What is your favourite? I like soups with beans and meat, for example, the Sicilian connection: prawns, sausage meat, different beans, a little parmesan cheese, its almost like a chili. It depends on the time of year and what mood you are in.
Do you oversee every batch of soup? Yes. Between [my sous chef] and me we taste the soup. Sometimes we bring in the younger guys as well, to taste, so they understand when you add this, they see what makes the difference.
After being in the business this long, what inspires you to make soup now? Number one, as my friend also says, I really love to cook. …And the other thing is the satisfaction you get from all the variety of customers. You get customers of all ages and backgrounds. Then I run into somebody who used to come here as a kid. 89% of our customers are regulars.
Many of your staff are local kids, do you have apprenticeships? Not directly the cooking part, but I try to teach them work ethic, and a bit more independent thinking. …I’m not a big fan of writing a list of what to do all day, like franchise style. There are so much structures everyone has these days, so I give them room to grow and have some creativity – it’s a bit harder that way [laughs], but its better in the end.

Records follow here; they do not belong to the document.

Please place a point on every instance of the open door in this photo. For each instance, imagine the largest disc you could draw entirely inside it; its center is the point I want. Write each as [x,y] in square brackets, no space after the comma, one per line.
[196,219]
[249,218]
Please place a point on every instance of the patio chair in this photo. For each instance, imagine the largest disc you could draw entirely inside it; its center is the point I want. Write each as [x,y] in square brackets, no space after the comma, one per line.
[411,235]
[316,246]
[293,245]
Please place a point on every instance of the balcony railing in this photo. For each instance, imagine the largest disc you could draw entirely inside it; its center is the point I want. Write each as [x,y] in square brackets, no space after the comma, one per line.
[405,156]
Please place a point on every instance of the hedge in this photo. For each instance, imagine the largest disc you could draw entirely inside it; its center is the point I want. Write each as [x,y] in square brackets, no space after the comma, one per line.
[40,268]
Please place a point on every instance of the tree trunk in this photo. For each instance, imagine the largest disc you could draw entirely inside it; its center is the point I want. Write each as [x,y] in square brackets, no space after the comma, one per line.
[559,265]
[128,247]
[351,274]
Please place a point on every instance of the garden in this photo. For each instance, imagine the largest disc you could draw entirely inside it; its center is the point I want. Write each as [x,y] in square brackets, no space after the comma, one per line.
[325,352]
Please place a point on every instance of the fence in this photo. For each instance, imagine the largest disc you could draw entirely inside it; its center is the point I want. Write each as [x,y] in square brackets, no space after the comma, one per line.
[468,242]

Outside the market, what is your favourite place to eat? At Home [laughs] …I don’t go out very much, but if we do go out for a fancy dinner we usually go to Le Crocodile downtown – it’s very traditional French, and very consistent.
Lastly, what is the key to good soup? Main thing is a good stock. If you don’t have a good stock then it gets really tough. Then you have to have fresh quality ingredients. You can’t rush a soup. Soup is not something you can make by weighing things out all the time because your ingredients taste different all the time…. The main thing is a good stock, good ingredients, and time. You have to put some TLC in there or its not going to happen.
This serious soup master enjoys what he does and has taken soup to a fine art level. His soup has become a staple in the community, and that is heart warming in itself. During our chat, Ralf said, “what I like about it too, it’s become part of the community,” he pointed out a customer at the counter and continued, “his dad used to come here and now he comes here,” you could tell he was proud, and with good reason – it’s more than just soup, it’s soup with a community story.